La deuxième année, la tige monte rapidement et peut atteindre un mètre vingt, parfois davantage. Elle est ailée, comme chez le cirse des marais, mais les ailes portent des épines nettement plus longues et plus robustes, très piquantes, ce qui rend la plante franchement hostile au toucher. La face supérieure des feuilles est rugueuse, couverte de poils raides qui donnent une sensation râpeuse caractéristique, bien différente du simple velours de nombreuses autres espèces. La face inférieure est blanchâtre et tomenteuse. Les lobes foliaires se terminent par des épines longues et acérées.
Les capitules sont plus grands que ceux du cirse des marais, portés solitairement ou par deux ou trois à l'extrémité des rameaux, sur des pédoncules non ailés dans leur partie terminale. L'involucre est ovoïde à sphérique, bien armé de bractées terminées par une longue épine étalée. Les fleurs sont d'un pourpre vif, assez semblable à celui du cirse des marais, mais la taille des capitules et leur port plus isolé permettent de les distinguer sans difficulté.
Dans la nature, sa floraison s'étend de juillet à octobre, souvent jusqu'aux premières gelées dans nos régions.

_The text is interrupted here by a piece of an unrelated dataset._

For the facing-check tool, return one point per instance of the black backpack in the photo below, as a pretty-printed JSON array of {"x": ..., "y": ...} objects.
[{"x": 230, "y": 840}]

Le cirse commun est une plante mellifère de premier ordre. Ses capitules sont fréquentés par une grande diversité d'insectes butineurs, des bourdons aux abeilles sauvages en passant par de nombreux papillons diurnes et nocturnes. Les chardonnerets élégants sont particulièrement attirés par ses akènes à aigrette, qu'ils récoltent avec habileté en s'accrochant aux capitules fructifiés. À l'échelle du paysage de Luzarches, une friche à cirses communs en fin d'été représente donc une ressource alimentaire notable pour la faune locale, souvent sous-estimée au profit de végétations plus spectaculaires.

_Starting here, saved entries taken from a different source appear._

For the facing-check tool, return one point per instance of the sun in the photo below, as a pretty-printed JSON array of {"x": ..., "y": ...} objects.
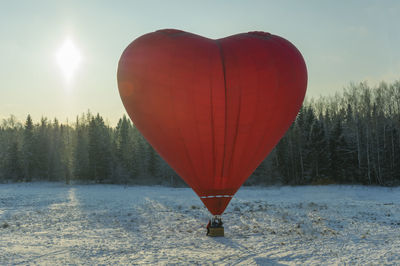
[{"x": 68, "y": 59}]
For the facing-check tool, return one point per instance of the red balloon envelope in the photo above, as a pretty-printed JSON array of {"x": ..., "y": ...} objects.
[{"x": 213, "y": 109}]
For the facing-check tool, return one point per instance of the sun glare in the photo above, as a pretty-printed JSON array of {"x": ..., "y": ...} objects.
[{"x": 68, "y": 58}]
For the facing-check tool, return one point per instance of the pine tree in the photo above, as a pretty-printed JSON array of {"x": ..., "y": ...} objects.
[{"x": 28, "y": 149}]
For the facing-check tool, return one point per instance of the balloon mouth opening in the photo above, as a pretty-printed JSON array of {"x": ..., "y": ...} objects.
[{"x": 170, "y": 31}]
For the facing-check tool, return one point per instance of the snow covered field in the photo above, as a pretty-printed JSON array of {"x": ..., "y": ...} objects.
[{"x": 51, "y": 223}]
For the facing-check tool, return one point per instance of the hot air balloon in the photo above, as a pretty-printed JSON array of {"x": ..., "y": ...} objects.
[{"x": 213, "y": 109}]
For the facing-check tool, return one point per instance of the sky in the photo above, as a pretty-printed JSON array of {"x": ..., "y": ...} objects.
[{"x": 341, "y": 42}]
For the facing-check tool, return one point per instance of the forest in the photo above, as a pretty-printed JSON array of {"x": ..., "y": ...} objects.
[{"x": 352, "y": 137}]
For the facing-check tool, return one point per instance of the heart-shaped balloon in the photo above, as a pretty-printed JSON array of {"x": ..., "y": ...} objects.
[{"x": 213, "y": 109}]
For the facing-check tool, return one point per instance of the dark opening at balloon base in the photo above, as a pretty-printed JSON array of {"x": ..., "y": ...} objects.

Un point utile pour ne pas confondre le cirse commun avec le cirse des champs, Cirsium arvense, qui lui ressemble à distance par la couleur des fleurs : le cirse des champs est une vivace à tiges non ailées ou très peu ailées, à capitules plus petits et plus nombreux, et surtout il se propage par rhizomes en formant des colonies étendues, tandis que le cirse commun reste une bisannuelle isolée dont la dissémination est uniquement par graines.